HDR / Exposure Bracketing

Yes, indeed. In full resolution mode, the free-running transfer speed is slightly below 10 fps, but in the binned mode 2 the transfer speed reaches 30 fps (which is the maximum possible as I am working with an exposure time of 1/32 sec). Of course you are loosing resolution in the 2x2 binned mode, but 2016 x 1512 px is more than enough for my purposes. As an added advantage, the binning reduces the sensor’s noise level by a factor of two.

Well, the pipeline of the HQ cam uses certainly a different processing scheme. Have a look at my tests with the HQ cam with different quality settings. Clearly, the quality parameter is treated differently in the HQ camera compared to the v1/v2 sensors. There was also some discussion about that on the Raspberry Pi forums, but I cannot locate that post any more.

The main advantage of the HQ camera is that it features a 12 bit DAC, as compared to the 10 bit DACs found on the v1/v2 cameras. Also, if you use the 2x2 binning mode, you in effect work with a four-times larger pixel size than specified in the data sheet for this sensor. This tends to reduces image noise.

Given, with that binning mode, the effective resolution of the HQ cam drops down to 2028 x 1520 px, as compared to 2592 × 1944 px with the v1 camera, for example. But as you noted already, you get a much better camera signal, especially in dark image areas. That is my main concern, not resolution, as my movie format for sharing these old digitized Super-8 movies is usually only 960 x 720 px anyway.

Let me elaborate a little bit on the topic of lens-shading. Normally, you should do lens shading compensation with the raw sensor signal. Basically, because the lens shading tables are just local multiplier tables for the 4 color channels coming straight out of the sensor chip. The purpose is mainly for compensating vignetting effects by appropriately scaling the raw camera signal before it enters further processing steps in the image pipeline.

If you do the lens shading compensation on the PC-side, you need to use normally the raw image. This might be delivered as an appendix to the normal .jpg, if you instruct the Pi to do so. However, if you do lens-shading calculation on a jpg-image, that will only partially work - namely in the intensity range where the jpg-pipeline is more or less linear. It will certainly not result in a good compensation in dark and bright image areas, where the jpg-pipeline is highly non-linear.

Also, while lens shading can compensate for vignetting effects, it cannot compensate for cross-talk between color channels. That is simply not possible because of the mathematical operations involved. For compensating cross-talk, you would need a (4x4)-matrix operation for de-mixing the different color channels, but within the lens shading context, you have only a single multiplier available for each color channel.

Now it is important to note that when you pair a long focal length lens with the micro-lens array of a v1/v2-sensor tuned to a lens of say 4mm focal length, crosstalk is introduced between the color channels.

Here’s an old example showing that effect from a v1-camera experiment, where the camera looked at a pure blue background:

Crosstalk_blue_channel_Schneider-Componon-S-50_mm_a

What you see is the spill of the blue color component into the other three color channels. Ideally, the blue channel should be a homogenous gray tone (it’s not because of vignetting and dirt on the sensor), and the other color channels should be just pure black. This is obviously not the case. Note the asymmetry between green channel 1 (spill left and right) and green channel 2 here (spill top and bottom). That is caused by the different geometric positions of these channels with respect to the blue channel. In any case, the important point is: you get a color spill if you match a v1/v2 camera with a long focal length and you cannot compensate this color spill within the context of a lens shading algorithm.

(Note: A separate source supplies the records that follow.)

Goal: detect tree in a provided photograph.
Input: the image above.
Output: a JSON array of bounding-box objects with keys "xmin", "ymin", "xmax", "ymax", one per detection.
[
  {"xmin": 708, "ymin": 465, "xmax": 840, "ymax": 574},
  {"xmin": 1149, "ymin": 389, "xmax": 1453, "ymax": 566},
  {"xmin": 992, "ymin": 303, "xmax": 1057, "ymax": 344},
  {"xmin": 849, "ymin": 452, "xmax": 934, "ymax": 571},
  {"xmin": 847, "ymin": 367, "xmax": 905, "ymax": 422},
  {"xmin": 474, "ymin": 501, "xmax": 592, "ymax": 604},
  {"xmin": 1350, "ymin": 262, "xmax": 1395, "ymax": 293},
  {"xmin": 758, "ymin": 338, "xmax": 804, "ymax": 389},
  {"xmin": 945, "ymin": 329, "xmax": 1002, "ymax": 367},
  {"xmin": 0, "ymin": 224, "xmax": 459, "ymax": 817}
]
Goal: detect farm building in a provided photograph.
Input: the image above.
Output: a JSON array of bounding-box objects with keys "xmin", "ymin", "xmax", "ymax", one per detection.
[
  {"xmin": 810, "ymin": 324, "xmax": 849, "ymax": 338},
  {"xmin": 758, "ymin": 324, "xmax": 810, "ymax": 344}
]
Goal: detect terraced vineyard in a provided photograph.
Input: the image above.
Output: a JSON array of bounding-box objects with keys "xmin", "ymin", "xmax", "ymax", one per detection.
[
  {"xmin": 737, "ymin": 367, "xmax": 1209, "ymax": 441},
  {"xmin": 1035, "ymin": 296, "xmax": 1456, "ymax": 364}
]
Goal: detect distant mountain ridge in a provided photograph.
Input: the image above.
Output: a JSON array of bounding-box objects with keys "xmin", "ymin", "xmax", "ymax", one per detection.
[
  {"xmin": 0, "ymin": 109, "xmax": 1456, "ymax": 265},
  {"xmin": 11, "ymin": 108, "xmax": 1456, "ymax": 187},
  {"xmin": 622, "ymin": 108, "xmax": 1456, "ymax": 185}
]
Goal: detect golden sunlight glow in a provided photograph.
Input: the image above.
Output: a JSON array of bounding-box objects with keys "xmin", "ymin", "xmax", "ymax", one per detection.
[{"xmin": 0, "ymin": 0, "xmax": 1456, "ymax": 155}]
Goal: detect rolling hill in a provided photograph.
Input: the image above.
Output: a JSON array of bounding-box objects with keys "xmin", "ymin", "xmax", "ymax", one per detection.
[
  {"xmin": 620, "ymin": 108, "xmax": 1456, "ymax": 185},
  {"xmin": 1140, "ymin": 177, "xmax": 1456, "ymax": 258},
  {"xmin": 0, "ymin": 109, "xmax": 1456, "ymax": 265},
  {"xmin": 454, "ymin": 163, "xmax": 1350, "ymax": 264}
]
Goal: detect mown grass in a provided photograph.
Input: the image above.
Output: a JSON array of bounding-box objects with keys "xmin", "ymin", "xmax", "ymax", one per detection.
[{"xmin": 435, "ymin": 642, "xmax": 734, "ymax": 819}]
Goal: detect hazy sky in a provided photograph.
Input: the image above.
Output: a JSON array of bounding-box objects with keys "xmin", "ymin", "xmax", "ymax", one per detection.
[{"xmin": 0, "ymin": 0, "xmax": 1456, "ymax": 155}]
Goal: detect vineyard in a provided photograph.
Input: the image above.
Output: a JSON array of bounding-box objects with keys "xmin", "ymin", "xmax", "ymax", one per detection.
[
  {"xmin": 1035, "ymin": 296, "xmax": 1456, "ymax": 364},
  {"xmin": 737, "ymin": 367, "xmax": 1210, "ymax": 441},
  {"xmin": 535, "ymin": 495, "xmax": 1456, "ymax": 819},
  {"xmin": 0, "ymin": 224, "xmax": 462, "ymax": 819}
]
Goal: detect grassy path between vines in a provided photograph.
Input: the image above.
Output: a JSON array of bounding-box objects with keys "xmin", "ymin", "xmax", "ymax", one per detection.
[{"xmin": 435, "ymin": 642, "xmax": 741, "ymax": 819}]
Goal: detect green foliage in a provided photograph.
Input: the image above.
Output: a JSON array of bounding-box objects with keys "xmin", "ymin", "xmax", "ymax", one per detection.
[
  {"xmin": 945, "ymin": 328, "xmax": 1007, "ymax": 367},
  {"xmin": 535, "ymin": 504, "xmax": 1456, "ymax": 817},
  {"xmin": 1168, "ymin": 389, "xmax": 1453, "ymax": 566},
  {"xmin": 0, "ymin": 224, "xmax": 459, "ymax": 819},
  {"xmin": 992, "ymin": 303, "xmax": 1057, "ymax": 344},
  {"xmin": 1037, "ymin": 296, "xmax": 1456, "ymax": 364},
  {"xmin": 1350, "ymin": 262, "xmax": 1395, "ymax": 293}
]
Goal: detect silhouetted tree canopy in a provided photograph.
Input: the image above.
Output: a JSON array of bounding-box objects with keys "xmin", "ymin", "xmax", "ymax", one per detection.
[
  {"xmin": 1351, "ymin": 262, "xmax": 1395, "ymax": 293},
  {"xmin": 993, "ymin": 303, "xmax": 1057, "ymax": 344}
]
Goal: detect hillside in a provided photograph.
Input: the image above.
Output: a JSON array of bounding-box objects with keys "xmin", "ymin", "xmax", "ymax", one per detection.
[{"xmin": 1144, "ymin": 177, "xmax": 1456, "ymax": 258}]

In the end, the color spill results in desaturation effects and slight color shifts for certain colors, noticable towards the edge of the image frame. This effect is much less severe in the v1- than in the v2-camera, but it is measurable and noticable.

Given, you can tune the lens shading at the start of a reel so that the empty gate appears pure white, and that setting will give satisfactory results, especially with the v1-camera. But there will be tiny color shifts towards the edges of the frame for any color which is not white/gray. However, since you are using only the center part of the camera image, chances are that this issue is not noticable.

Finally, I do not think that I can do much more to speed up processing with my hardware. Actually, line number 10 of my python script is already

import multiprocessing as mp

and I am employing some other processing tricks as well for speedup. That is the reason why my python script is only one third slower than the compiled opencv version. When I started with this code, processing times of the python script were on the order of 7000 msecs or slower per frame.

Anyway, it would be interesting for me to get some timing information about the standard exposure fusion algorithm on other hardware. The processing times reported above have been obtained with the following code segment:

import cv2
import time
time_msec = lambda: int(round(time.time() * 1000)) 

merge_mertens = cv2.createMergeMertens()

tic = time_msec()
result = merge_mertens.process(imgStack)
toc = time_msec()

Here, the imageStack is just the python list of the 3 or 5 source images for the algorithm. It would be great to see how fast that algorithm is performing on other hardware.